Leonardo Meirelles - Não. Eu emprestava empresas para ele fazer remessas e ganhava 1% do valor. Ganhei US$ 1,5 milhão, ou quase R$ 4 milhões, em quatro anos. Youssef tenta se colocar como vítima dos políticos, mas ele era o mentor porque fazia a ponte entre os setores público e privado, entre empreiteiras e a Petrobras. Em 2003, ele era um doleiro municipal, mas depois tornou-se um doleiro federal, com poderes em ministérios.

Ele comentava isso?
Não, mas estava na sala dele para receber instruções e ouvia as conversas.

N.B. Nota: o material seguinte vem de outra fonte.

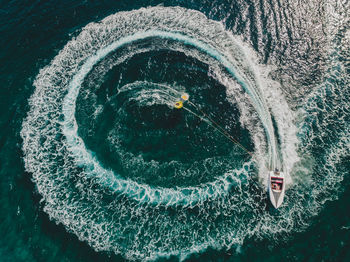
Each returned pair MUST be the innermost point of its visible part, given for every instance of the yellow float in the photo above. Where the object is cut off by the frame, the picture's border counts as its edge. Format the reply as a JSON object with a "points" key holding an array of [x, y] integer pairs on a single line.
{"points": [[179, 104]]}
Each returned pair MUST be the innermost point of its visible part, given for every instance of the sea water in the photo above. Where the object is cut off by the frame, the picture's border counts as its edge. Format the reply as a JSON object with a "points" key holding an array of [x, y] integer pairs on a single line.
{"points": [[98, 165]]}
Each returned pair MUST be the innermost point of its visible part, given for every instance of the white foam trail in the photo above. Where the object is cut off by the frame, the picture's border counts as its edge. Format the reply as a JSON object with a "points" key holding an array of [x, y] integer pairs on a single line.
{"points": [[84, 157], [165, 221]]}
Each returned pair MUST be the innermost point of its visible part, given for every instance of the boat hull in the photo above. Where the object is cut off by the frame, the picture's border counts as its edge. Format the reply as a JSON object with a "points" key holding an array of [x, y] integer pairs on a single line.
{"points": [[276, 196]]}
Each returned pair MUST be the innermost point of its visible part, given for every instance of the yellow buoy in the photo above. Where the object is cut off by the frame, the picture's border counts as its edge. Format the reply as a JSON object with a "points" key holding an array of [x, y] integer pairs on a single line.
{"points": [[185, 96], [178, 104]]}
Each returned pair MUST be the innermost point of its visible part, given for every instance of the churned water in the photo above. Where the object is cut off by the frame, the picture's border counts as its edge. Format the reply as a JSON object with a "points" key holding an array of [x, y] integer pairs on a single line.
{"points": [[98, 165]]}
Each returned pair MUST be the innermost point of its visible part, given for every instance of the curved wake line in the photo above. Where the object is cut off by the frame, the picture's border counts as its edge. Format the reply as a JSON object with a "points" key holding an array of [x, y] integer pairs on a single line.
{"points": [[185, 196], [191, 223]]}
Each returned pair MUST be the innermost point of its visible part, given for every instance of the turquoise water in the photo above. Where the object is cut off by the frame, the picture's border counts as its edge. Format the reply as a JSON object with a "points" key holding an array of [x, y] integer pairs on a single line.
{"points": [[97, 164]]}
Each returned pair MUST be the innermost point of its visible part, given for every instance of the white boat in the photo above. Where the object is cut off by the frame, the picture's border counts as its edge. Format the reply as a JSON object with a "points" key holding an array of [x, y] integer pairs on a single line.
{"points": [[276, 187]]}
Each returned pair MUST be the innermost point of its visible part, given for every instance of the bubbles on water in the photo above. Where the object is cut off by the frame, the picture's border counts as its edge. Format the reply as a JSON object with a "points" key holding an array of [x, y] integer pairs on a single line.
{"points": [[123, 214]]}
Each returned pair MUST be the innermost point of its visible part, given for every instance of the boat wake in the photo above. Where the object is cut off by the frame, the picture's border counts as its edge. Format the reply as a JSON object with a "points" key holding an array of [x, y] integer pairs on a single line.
{"points": [[115, 85]]}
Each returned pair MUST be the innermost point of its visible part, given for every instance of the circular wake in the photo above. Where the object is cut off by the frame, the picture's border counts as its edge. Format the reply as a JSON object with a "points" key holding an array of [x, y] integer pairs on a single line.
{"points": [[97, 136]]}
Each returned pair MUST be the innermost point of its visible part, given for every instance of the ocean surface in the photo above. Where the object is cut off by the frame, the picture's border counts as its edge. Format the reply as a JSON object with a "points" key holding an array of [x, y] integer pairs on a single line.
{"points": [[97, 164]]}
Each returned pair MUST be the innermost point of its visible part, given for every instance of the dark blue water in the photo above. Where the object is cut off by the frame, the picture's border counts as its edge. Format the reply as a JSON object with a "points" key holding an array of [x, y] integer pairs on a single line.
{"points": [[170, 186]]}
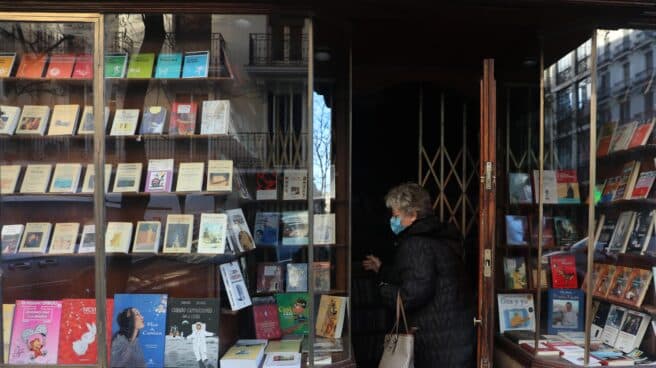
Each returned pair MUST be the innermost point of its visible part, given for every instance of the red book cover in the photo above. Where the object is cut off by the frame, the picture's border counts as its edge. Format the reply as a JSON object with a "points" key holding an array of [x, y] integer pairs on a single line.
{"points": [[183, 118], [60, 66], [563, 272], [83, 67], [267, 324]]}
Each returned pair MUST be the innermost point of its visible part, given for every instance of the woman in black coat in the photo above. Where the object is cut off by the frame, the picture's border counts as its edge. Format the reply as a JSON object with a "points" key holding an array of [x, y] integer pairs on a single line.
{"points": [[428, 270]]}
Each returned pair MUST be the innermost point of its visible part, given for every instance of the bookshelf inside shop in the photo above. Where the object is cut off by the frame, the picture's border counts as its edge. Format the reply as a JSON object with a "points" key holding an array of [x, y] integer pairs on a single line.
{"points": [[226, 214]]}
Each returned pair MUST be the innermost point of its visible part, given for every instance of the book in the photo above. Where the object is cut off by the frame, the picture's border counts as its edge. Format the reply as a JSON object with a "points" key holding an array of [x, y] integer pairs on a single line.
{"points": [[125, 122], [31, 65], [330, 318], [151, 310], [146, 238], [517, 232], [212, 233], [118, 236], [115, 65], [168, 65], [239, 235], [265, 318], [179, 231], [295, 228], [196, 64], [9, 178], [141, 65], [35, 238], [10, 238], [65, 178], [235, 286], [9, 116], [60, 66], [128, 177], [297, 277], [565, 310], [153, 120], [33, 120], [294, 185], [35, 332], [192, 332], [159, 177], [293, 313], [190, 177], [219, 175], [267, 226], [516, 312], [183, 118], [64, 238], [215, 117]]}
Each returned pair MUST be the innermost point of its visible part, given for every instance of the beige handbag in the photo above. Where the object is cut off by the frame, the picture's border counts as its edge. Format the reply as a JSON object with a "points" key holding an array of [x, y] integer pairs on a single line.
{"points": [[398, 350]]}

Youssef era sócio de Ricardo Pessoa, da UTC, em um hotel e um empreendimento imobiliário. Ele era sócio de outras empreiteiras?
De forma oculta, sim. Em vários processos que ele intermediou para as empreiteiras, em vez de ganhar recursos, ele adquiriu percentuais do projeto.

Você sabe de algum caso?
Tenho de resguardar os casos porque estão sob investigação. Estou colaborando com a Polícia Federal. Isso ocorreu com três ou quatro empreiteiras. Nesses empreendimentos, são criados FIPs, fundos de investimento em participações.

Como assim?
Você cria um fundo de investimento e uma sociedade de propósito específico: consta o que será feito, o regimento que será seguido e o número de cotas. Essa empresa compra um terreno para fazer uma construção. Essa empresa não tem acionistas, tem cotas e essas cotas são ao portador. Não dá para saber quem são todos os cotistas. Isso é legal, amplamente utilizado e serve para construir de prédios a hidrelétricas.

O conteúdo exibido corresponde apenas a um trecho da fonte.